Bolsonaro não nega que levantou suspeitas sobre o processo eleitoral, não nega que tenha apoiado durante o seu governo as manifestações que pediam o fechamento do Supremo, não nega que tenha estudado medidas de exceção e não nega ter discutido planos para anular as eleições. Nada disso, porém, teria como objetivo um golpe de Estado. Na versão do ex-presidente, era a preparação de um contragolpe. Ele acreditava que havia uma maquinação de adversários para fraudar as urnas eletrônicas. A derrota transformou a suspeita em certeza. A partir de então, o capitão discutiu com seus auxiliares mais próximos alternativas para declarar inválido o pleito e realizar novas eleições. Ouviu deles as mais diversas sugestões: decretação de estado de sítio, intervenção no Tribunal Superior Eleitoral, prisão de ministros e de políticos envolvidos na suposta trama. Mas, antes de qualquer coisa, era preciso reunir provas da fraude, o que, evidentemente, não conseguiu — até porque não havia nenhum indício de fraude. Sem argumentos mais sólidos, o ex-presidente, ainda de acordo com sua versão dos fatos, deu início à transição, concluiu o mandato e foi passar uma temporada no Estados Unidos.

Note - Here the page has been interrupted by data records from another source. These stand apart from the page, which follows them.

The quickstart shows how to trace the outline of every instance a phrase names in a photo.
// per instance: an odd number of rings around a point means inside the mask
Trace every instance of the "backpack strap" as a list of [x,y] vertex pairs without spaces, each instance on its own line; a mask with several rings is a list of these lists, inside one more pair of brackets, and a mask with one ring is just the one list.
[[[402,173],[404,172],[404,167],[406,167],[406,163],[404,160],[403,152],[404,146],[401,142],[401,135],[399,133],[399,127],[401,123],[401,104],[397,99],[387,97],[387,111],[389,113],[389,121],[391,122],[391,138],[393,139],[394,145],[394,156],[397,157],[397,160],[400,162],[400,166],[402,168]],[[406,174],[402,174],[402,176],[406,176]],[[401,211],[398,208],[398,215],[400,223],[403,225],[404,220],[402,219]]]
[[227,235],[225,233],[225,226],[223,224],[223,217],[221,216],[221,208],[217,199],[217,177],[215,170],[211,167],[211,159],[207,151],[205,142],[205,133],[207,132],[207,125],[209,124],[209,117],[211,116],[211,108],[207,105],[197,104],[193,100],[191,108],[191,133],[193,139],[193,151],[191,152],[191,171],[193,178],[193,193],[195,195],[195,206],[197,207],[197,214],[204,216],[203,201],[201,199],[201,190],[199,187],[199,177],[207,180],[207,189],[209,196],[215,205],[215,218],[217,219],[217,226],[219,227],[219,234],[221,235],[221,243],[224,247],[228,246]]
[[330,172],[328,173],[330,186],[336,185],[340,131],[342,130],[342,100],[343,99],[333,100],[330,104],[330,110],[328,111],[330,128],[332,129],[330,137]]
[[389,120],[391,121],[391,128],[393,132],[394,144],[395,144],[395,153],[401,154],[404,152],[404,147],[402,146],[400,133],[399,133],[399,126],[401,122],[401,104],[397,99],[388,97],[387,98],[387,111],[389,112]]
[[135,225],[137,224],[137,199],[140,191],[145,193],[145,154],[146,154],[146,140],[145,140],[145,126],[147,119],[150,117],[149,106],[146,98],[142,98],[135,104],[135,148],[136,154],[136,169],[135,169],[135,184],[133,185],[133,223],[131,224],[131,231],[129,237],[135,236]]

Segundo a Polícia Federal, a peça que contribuiu de maneira decisiva para desmentir de forma cabal essa narrativa é a delação do tenente-coronel Mauro Cid. Principal responsável por colocar Bolsonaro, os ex-ministros e os colegas de farda no banco dos réus, ele sempre se empenhou em não ser tachado como um traidor, comportamento considerado deplorável dentro das Forças Armadas. Para isso, o ex-ajudante de ordens parecia vivenciar dois mundos completamente diferentes. Enquanto contava à PF os detalhes de como o ex-presidente elaborou um plano para levar militares às ruas e reverter a derrota nas eleições de 2022, ele minimizava a gravidade da trama e rechaçava ter se tornado um delator — por essa versão, ele estaria apenas contribuindo com as investigações ao oferecer informações que complementavam lacunas do inquérito sobre a tentativa de golpe. Desde que assinou o acordo de colaboração, em agosto de 2023, Cid acumulou confusões. O ex-ajudante de ordens prestou nove depoimentos, falou por longas horas, confirmou os planos golpistas e, conforme revelou VEJA, depois acusou o ministro Alexandre de Moraes, relator do caso, e os investigadores da Polícia Federal de o pressionarem a contar fatos inverídicos. “Eles queriam que eu falasse coisa que eu não sei, que não aconteceu”, afirmou em uma das gravações obtidas pelo editor-sênior de VEJA Robson Bonin.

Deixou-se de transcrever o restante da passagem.